Ford und Lincoln kämpfen mit sinkenden Verkaufszahlen
Die Verkaufszahlen von Ford und Lincoln sind im April um 14,4 % eingebrochen und verschärfen damit die bereits schwierige erste Jahreshälfte. Nach einem Rückgang von 8,8 % im ersten Quartal setzte sich der Negativtrend fort. Insgesamt verkaufte die Ford-Gruppe im April 178.667 Fahrzeuge – ein deutlicher Rückgang im Vergleich zum Vorjahr.

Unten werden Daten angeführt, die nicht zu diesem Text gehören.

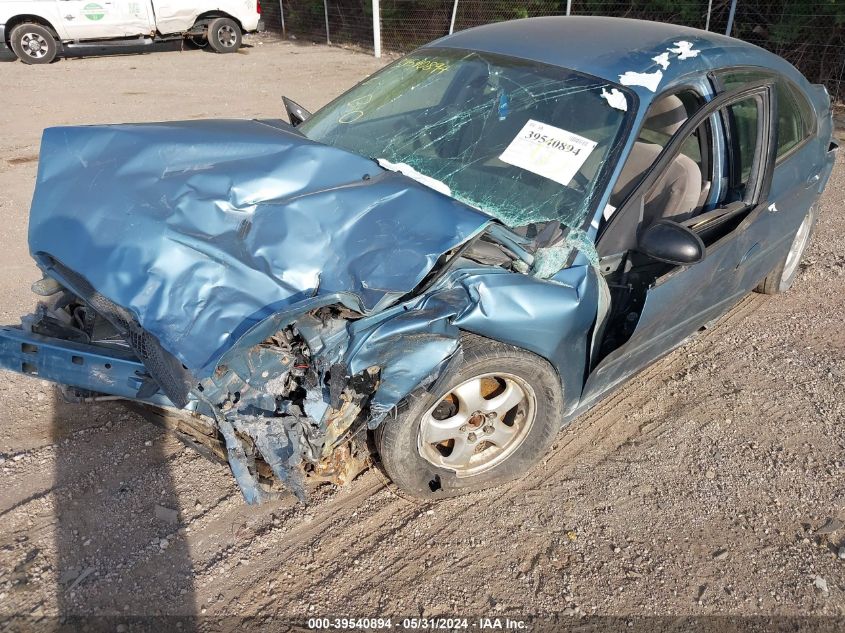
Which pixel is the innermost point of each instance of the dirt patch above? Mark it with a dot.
(710, 484)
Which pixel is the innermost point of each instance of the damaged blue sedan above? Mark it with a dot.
(441, 267)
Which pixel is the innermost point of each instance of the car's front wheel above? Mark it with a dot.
(33, 43)
(781, 278)
(490, 423)
(224, 35)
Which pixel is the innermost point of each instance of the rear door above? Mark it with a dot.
(669, 303)
(103, 19)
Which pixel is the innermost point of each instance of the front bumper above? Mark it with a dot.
(93, 368)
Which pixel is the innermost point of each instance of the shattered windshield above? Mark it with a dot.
(522, 141)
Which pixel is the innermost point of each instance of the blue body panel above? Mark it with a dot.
(203, 229)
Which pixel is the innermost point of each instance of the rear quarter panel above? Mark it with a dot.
(177, 16)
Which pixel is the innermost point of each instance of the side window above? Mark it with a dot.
(663, 119)
(795, 114)
(742, 120)
(682, 191)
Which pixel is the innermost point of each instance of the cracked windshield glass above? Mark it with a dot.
(522, 141)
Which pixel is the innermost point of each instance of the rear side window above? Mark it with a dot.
(744, 122)
(796, 120)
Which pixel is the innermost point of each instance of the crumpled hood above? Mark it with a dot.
(202, 229)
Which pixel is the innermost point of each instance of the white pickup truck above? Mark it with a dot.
(38, 30)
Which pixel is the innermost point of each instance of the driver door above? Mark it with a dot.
(655, 306)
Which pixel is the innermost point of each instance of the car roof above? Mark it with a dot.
(609, 48)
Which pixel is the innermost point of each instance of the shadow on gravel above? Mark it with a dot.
(119, 551)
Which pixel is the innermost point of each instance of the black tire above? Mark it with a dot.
(397, 437)
(33, 43)
(783, 275)
(224, 35)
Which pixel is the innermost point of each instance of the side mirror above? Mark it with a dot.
(670, 242)
(296, 113)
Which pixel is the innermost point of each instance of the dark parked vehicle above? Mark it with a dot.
(444, 265)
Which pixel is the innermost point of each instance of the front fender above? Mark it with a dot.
(551, 318)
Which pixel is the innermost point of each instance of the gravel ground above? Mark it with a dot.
(711, 484)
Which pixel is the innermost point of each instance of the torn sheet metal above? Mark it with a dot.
(416, 344)
(203, 229)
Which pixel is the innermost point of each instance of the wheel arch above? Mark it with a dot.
(205, 18)
(23, 18)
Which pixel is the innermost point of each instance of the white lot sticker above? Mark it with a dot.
(548, 151)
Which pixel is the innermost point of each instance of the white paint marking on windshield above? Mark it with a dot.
(615, 98)
(684, 50)
(646, 80)
(413, 174)
(663, 60)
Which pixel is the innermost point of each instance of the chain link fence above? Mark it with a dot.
(808, 33)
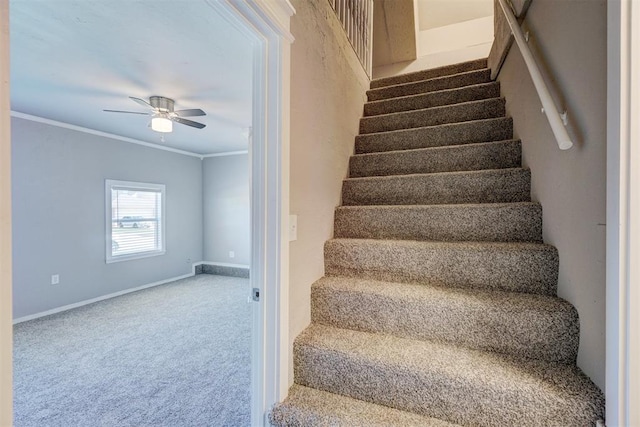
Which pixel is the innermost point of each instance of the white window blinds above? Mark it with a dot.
(135, 220)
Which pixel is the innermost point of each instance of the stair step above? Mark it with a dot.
(468, 157)
(438, 83)
(430, 74)
(436, 136)
(451, 383)
(521, 325)
(433, 99)
(306, 406)
(463, 112)
(512, 267)
(485, 186)
(498, 222)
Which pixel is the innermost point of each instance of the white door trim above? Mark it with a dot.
(623, 213)
(266, 23)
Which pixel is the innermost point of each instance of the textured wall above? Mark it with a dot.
(569, 37)
(226, 217)
(328, 88)
(394, 32)
(59, 214)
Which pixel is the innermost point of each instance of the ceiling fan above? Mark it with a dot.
(163, 115)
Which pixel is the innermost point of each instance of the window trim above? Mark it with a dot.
(110, 184)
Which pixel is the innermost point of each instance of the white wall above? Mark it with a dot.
(570, 38)
(456, 36)
(328, 88)
(6, 331)
(226, 217)
(394, 32)
(448, 32)
(440, 13)
(59, 214)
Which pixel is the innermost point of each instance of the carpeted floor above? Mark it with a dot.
(173, 355)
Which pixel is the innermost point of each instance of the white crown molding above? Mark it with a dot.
(82, 129)
(56, 123)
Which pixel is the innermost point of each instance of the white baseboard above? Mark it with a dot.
(97, 299)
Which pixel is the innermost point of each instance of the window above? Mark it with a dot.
(135, 220)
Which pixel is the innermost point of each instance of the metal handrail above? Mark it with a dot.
(356, 18)
(556, 120)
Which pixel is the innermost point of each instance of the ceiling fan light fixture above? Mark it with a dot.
(161, 124)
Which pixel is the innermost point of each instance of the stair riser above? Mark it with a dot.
(310, 407)
(476, 110)
(501, 186)
(436, 136)
(433, 99)
(430, 74)
(427, 391)
(506, 223)
(487, 268)
(450, 82)
(488, 322)
(498, 155)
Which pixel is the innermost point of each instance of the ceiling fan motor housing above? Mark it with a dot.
(163, 104)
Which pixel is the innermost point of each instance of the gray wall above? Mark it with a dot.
(59, 214)
(570, 38)
(226, 219)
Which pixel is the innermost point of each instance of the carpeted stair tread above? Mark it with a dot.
(486, 130)
(485, 186)
(431, 73)
(465, 157)
(524, 325)
(500, 222)
(433, 99)
(507, 266)
(444, 381)
(462, 112)
(467, 78)
(305, 407)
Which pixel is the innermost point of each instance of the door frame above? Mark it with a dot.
(266, 23)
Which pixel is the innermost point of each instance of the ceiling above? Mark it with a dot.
(438, 13)
(70, 59)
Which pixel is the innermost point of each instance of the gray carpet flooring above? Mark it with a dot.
(173, 355)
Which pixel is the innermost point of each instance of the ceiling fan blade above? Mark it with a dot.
(141, 102)
(188, 122)
(128, 112)
(190, 113)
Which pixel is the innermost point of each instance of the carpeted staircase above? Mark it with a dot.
(439, 302)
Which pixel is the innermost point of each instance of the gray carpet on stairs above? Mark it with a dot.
(497, 129)
(173, 355)
(433, 99)
(443, 381)
(438, 306)
(438, 83)
(451, 158)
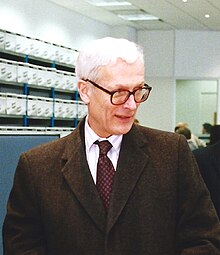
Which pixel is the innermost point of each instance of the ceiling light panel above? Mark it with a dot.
(106, 3)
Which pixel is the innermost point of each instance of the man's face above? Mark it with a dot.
(105, 118)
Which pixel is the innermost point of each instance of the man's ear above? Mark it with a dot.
(83, 89)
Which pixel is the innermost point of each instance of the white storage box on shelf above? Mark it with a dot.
(67, 56)
(68, 81)
(42, 76)
(16, 104)
(39, 106)
(23, 74)
(81, 109)
(58, 83)
(53, 52)
(3, 103)
(32, 74)
(65, 109)
(69, 109)
(22, 44)
(58, 109)
(38, 49)
(10, 41)
(8, 70)
(50, 77)
(2, 40)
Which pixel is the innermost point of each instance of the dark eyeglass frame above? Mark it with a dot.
(111, 93)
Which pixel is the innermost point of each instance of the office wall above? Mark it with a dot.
(169, 55)
(47, 21)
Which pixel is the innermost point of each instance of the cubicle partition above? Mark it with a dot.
(11, 146)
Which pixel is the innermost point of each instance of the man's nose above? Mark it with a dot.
(130, 103)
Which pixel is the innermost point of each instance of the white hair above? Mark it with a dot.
(105, 51)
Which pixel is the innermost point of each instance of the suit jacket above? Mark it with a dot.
(159, 204)
(208, 159)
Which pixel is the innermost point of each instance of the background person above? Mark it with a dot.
(208, 160)
(187, 133)
(158, 203)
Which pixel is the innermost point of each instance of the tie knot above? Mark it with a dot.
(104, 146)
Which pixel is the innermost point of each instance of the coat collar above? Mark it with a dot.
(76, 171)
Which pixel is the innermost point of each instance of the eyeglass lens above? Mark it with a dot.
(140, 95)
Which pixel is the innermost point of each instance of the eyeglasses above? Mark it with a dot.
(120, 96)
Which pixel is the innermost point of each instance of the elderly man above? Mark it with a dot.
(111, 187)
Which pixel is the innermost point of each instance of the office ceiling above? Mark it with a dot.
(173, 14)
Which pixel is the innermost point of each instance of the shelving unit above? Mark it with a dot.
(37, 84)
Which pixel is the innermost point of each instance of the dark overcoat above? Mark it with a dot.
(159, 204)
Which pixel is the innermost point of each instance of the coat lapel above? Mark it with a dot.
(77, 174)
(132, 161)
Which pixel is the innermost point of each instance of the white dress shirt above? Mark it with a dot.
(92, 150)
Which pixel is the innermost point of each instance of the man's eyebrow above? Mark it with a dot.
(125, 86)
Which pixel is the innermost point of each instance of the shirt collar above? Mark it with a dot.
(91, 137)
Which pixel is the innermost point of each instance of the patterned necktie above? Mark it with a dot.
(105, 172)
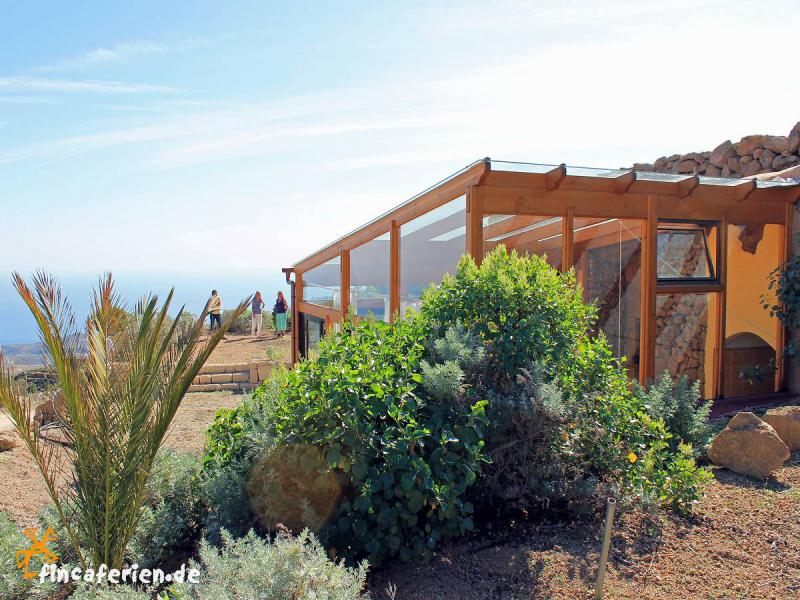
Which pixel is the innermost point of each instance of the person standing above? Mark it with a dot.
(281, 308)
(215, 310)
(257, 307)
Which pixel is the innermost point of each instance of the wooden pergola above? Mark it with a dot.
(565, 196)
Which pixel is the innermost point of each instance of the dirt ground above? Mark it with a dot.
(23, 493)
(237, 348)
(742, 542)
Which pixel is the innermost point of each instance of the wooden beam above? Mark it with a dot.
(553, 178)
(567, 254)
(323, 312)
(344, 259)
(474, 242)
(418, 205)
(624, 182)
(394, 270)
(722, 274)
(647, 335)
(743, 190)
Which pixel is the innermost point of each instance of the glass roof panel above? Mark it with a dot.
(651, 176)
(520, 167)
(591, 172)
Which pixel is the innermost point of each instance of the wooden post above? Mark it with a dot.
(567, 252)
(647, 355)
(394, 270)
(298, 294)
(722, 271)
(782, 334)
(344, 261)
(474, 225)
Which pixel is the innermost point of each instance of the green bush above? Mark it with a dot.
(173, 510)
(565, 424)
(288, 567)
(681, 406)
(402, 462)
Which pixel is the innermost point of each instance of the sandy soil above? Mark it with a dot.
(743, 542)
(236, 348)
(23, 493)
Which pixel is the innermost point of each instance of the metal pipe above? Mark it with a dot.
(611, 505)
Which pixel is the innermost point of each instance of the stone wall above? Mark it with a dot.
(751, 155)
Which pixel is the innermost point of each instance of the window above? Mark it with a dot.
(539, 235)
(369, 278)
(431, 246)
(608, 265)
(322, 285)
(686, 337)
(687, 252)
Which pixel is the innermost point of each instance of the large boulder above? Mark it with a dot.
(749, 143)
(721, 154)
(748, 446)
(785, 420)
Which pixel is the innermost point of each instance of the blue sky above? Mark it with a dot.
(184, 137)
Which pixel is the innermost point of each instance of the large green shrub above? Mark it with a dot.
(680, 404)
(565, 423)
(173, 512)
(288, 567)
(402, 462)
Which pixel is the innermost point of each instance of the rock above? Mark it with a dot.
(751, 168)
(8, 441)
(776, 143)
(784, 162)
(749, 143)
(785, 420)
(684, 166)
(748, 446)
(766, 158)
(51, 411)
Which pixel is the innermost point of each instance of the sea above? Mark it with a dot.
(17, 326)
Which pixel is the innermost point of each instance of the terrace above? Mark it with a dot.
(676, 264)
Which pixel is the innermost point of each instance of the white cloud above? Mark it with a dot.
(39, 84)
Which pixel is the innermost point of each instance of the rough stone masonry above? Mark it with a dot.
(751, 155)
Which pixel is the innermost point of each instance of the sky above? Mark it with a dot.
(201, 138)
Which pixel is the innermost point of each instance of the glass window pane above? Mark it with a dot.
(608, 265)
(686, 337)
(369, 278)
(322, 285)
(431, 246)
(750, 333)
(527, 234)
(686, 251)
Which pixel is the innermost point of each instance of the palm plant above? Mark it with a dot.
(122, 382)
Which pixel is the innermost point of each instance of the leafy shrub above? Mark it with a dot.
(682, 408)
(288, 567)
(402, 462)
(173, 511)
(565, 424)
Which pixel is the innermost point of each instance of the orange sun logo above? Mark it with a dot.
(37, 547)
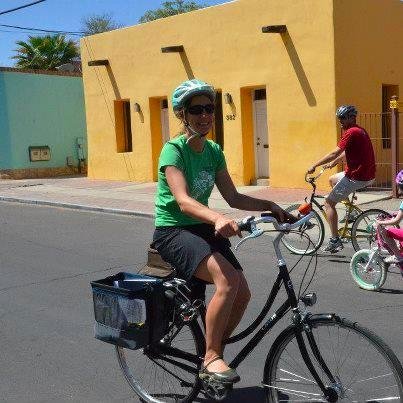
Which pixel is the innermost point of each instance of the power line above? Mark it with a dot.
(43, 30)
(19, 8)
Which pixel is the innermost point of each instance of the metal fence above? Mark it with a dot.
(387, 137)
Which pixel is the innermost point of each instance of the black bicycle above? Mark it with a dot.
(317, 358)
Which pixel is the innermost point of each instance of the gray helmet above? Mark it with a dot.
(346, 110)
(189, 89)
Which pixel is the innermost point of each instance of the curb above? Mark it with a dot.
(77, 207)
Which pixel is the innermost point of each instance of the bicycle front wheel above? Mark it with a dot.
(363, 233)
(308, 238)
(364, 368)
(166, 372)
(370, 276)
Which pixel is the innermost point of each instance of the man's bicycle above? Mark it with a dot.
(317, 357)
(369, 268)
(357, 226)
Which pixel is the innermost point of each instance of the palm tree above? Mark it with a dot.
(45, 52)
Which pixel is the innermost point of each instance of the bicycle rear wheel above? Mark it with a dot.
(364, 367)
(297, 241)
(363, 234)
(369, 277)
(166, 373)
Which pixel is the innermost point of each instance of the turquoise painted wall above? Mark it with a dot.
(37, 110)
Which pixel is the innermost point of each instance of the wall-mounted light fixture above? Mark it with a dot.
(173, 49)
(228, 98)
(103, 62)
(275, 29)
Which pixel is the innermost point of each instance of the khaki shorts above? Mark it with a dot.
(346, 186)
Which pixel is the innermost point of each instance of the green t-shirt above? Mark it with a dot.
(200, 170)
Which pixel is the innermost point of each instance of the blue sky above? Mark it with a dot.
(66, 15)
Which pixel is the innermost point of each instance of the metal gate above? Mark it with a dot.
(387, 136)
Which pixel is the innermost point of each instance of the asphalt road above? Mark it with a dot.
(48, 256)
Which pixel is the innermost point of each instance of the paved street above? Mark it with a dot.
(49, 255)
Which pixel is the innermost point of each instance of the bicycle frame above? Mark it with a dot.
(349, 203)
(300, 319)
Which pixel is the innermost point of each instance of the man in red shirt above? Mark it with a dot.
(355, 148)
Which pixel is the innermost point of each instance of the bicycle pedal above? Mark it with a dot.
(214, 389)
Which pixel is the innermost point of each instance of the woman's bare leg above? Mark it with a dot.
(239, 306)
(216, 269)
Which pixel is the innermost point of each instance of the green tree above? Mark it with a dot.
(95, 24)
(171, 8)
(45, 52)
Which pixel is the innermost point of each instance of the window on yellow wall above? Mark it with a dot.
(387, 92)
(123, 127)
(218, 128)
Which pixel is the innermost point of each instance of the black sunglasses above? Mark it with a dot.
(199, 109)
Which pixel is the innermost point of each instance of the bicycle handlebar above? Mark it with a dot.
(249, 224)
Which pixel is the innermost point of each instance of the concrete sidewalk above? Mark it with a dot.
(138, 198)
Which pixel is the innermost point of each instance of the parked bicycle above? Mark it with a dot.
(317, 357)
(369, 267)
(357, 226)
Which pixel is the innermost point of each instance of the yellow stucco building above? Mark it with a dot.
(280, 68)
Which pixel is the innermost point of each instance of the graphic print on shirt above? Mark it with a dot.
(202, 183)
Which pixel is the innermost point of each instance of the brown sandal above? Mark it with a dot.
(228, 376)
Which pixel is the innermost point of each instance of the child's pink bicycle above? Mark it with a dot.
(368, 266)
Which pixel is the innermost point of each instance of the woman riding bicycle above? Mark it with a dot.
(192, 237)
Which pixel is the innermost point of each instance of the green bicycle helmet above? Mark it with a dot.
(189, 89)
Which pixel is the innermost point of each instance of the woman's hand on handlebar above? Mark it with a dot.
(281, 215)
(226, 227)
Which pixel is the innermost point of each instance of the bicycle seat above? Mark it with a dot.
(156, 266)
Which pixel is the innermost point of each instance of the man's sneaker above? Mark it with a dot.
(334, 245)
(392, 259)
(351, 218)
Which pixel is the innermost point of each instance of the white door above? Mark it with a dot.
(164, 124)
(261, 138)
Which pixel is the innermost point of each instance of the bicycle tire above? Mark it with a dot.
(363, 234)
(374, 277)
(361, 362)
(296, 241)
(156, 380)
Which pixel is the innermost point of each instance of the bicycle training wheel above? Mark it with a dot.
(308, 238)
(369, 277)
(169, 372)
(364, 368)
(363, 234)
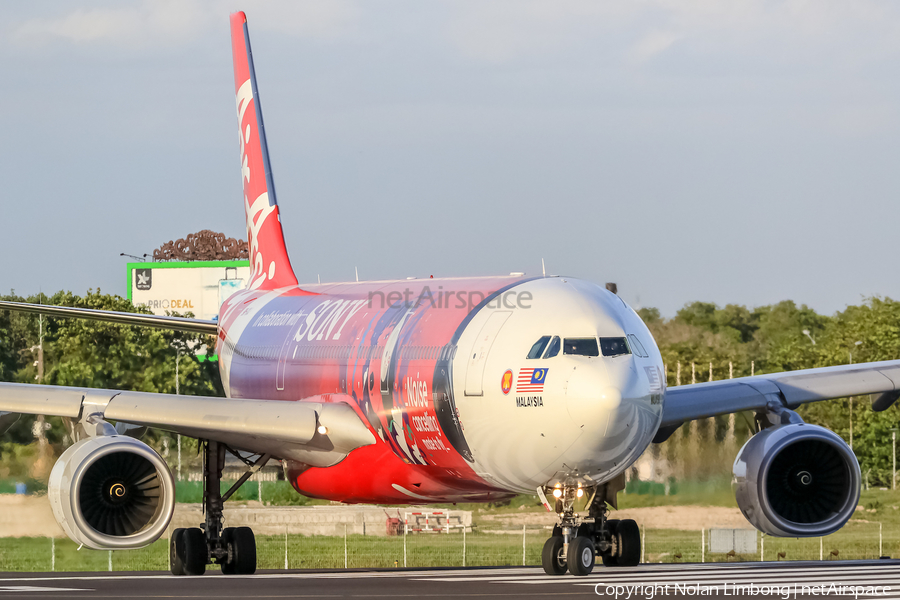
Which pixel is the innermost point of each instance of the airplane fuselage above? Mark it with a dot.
(438, 369)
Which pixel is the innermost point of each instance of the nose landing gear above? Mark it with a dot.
(232, 548)
(578, 539)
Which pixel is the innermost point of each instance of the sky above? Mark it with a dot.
(731, 152)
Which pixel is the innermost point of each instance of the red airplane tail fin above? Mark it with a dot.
(269, 262)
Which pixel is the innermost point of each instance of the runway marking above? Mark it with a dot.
(722, 579)
(36, 588)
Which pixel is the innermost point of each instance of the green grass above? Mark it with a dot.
(855, 541)
(276, 493)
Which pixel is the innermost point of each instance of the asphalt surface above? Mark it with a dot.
(785, 581)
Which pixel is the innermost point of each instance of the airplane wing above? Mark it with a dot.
(111, 316)
(789, 389)
(283, 429)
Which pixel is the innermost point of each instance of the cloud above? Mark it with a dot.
(500, 31)
(147, 23)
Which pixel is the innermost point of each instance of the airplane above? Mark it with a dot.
(428, 391)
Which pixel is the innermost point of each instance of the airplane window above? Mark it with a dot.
(581, 347)
(553, 348)
(614, 346)
(538, 347)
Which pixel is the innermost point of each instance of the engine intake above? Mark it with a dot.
(112, 492)
(797, 480)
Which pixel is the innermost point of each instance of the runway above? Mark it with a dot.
(859, 579)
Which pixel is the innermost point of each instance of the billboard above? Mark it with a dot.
(198, 287)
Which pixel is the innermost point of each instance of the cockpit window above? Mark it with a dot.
(538, 347)
(581, 347)
(637, 347)
(553, 348)
(614, 346)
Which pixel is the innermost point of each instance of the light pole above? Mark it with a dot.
(894, 461)
(177, 389)
(857, 344)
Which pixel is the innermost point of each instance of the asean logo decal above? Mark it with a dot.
(506, 382)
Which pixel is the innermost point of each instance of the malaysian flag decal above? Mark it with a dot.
(531, 380)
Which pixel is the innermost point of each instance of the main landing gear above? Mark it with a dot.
(232, 548)
(578, 540)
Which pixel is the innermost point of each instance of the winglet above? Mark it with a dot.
(270, 265)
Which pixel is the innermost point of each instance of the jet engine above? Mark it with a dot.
(112, 492)
(797, 480)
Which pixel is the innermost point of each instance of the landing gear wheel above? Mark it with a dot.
(243, 544)
(629, 543)
(228, 565)
(196, 553)
(552, 558)
(612, 558)
(176, 551)
(580, 557)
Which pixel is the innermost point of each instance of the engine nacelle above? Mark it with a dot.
(112, 492)
(797, 480)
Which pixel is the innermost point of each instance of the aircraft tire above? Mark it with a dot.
(612, 559)
(629, 543)
(552, 558)
(176, 551)
(195, 551)
(581, 556)
(244, 543)
(227, 538)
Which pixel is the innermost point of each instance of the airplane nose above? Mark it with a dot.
(591, 399)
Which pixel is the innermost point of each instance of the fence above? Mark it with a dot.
(459, 548)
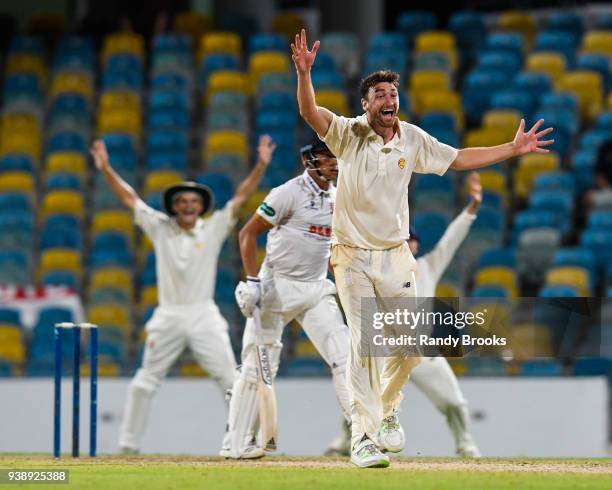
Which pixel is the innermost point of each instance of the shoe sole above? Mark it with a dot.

Elektrofahrzeuge und Verbrenner gleichermaßen betroffen
Besonders stark betroffen waren elektrifizierte Fahrzeuge: Ihr Absatz sank um 31,1 %, wobei reine Elektroautos um 24,8 % und Hybride um 32,5 % zurückgingen. Selbst Verbrenner, die als sichere Wahl galten, verloren 11,8 % an Verkäufen. Auf Jahresbasis zeigt sich ein ähnliches Bild: Ford-Fahrzeuge insgesamt sind um 10,6 % rückläufig, wobei Pick-ups um 12,1 % und SUVs um 10,9 % einbrachen.
Mustang als einziger Wachstumstreiber
Der Ford Mustang stach als einziger Lichtblick heraus: Im April stieg der Absatz um 18,4 % auf 5.830 Einheiten. Im Jahresvergleich verzeichnete das Modell ein Plus von 39,2 % mit insgesamt 19.904 verkauften Fahrzeugen bis April. Damit ist der Mustang das einzige Passagierauto, das Ford in den USA noch anbietet und gleichzeitig das einzige Modell mit Wachstum.
Mustang Mach-E verliert massiv an Boden
Sein elektrisches Pendant, der Mustang Mach-E, kämpft dagegen mit massiven Absatzproblemen: Im April wurden nur 2.670 Einheiten verkauft – ein Rückgang von 8,8 %. Im Jahresvergleich sieht es noch düsterer aus: Die Verkäufe brachen um 50 % ein, von 14.535 auf 7.270 Einheiten.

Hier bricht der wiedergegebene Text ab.